One enduring pleasure for me is campsite cooking. With two pans, an enthusiastic petrol stove and a euphoria born of mild carbon monoxide induced hypoxia I can produce a perfectly passable three been, two species chilli. Or a significant spaghetti Bolognese. A curry too. But never a pot noodle or beans out of the can. Camp cooking, I should clarify, campsite cooking rather than mincing around wearing chaps, a chefs hat and brandishing a pastel coloured whisk is all about ceremony. Yes, it is a faff, takes twice as long to produce as it would in even the most meanly equipped bedsit kitchen but the satisfaction at having tamed your volatile stove, your environment and indeed your ingredients to produce an edible meal and not suffer from a prolonged bout of catastrophic life threatening shits is a satisfaction rarely found anywhere else.

I may head for the hills.
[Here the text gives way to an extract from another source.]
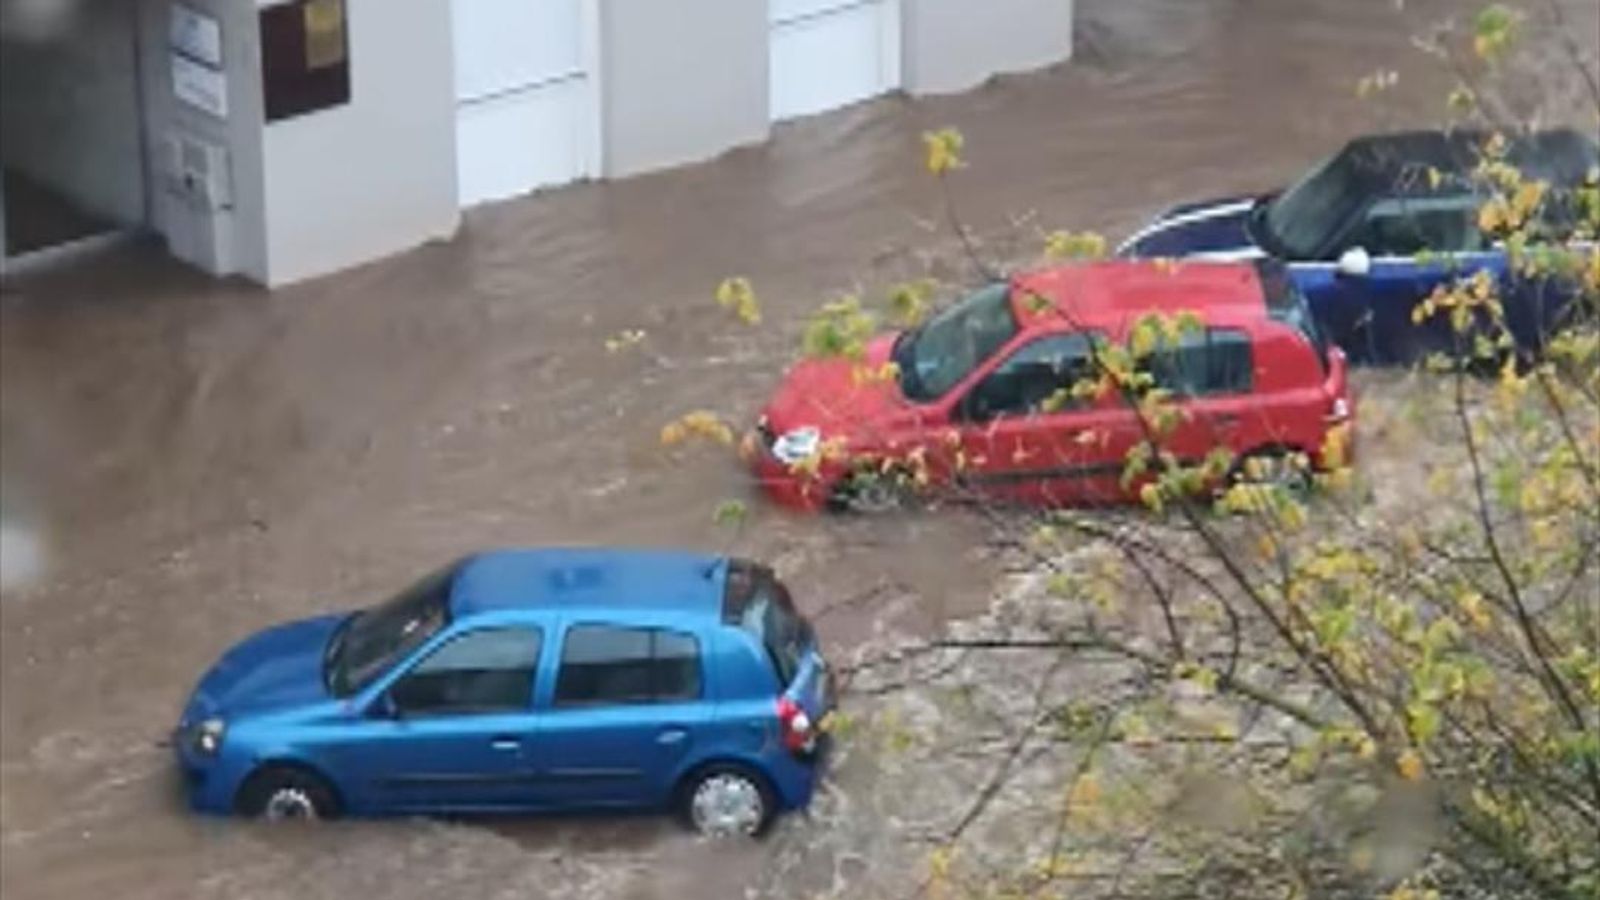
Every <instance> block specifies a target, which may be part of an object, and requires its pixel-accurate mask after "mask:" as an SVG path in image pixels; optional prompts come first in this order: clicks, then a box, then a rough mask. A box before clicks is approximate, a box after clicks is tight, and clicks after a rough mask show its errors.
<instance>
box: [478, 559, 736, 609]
mask: <svg viewBox="0 0 1600 900" xmlns="http://www.w3.org/2000/svg"><path fill="white" fill-rule="evenodd" d="M725 578H726V559H725V557H720V556H706V554H696V552H686V551H662V549H619V548H544V549H499V551H491V552H482V554H477V556H470V557H467V559H466V560H462V562H461V565H459V569H458V570H456V577H454V583H453V585H451V591H450V602H451V609H453V612H454V615H458V617H461V615H472V613H475V612H490V610H547V609H606V610H618V612H626V610H650V612H658V613H659V612H667V613H690V615H706V617H715V615H718V613H720V610H722V593H723V581H725Z"/></svg>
Hard to avoid indeed but I have allowed myself to become fat and unfit in equal measure. There is a mine as I recall a manageable distance from the camp. I'll settle for a waddle to see if I can, and admire the view. This is all weather dependant of course. Despite how I saw myself in my youth, I am not a hardy outdoorsman in the mould of Ray Mears. I do not like or tolerate getting cold or wet, never mind cold and wet so I will pick my weather window carefully, throw my kit together, and head off. A selfish solo indulgence.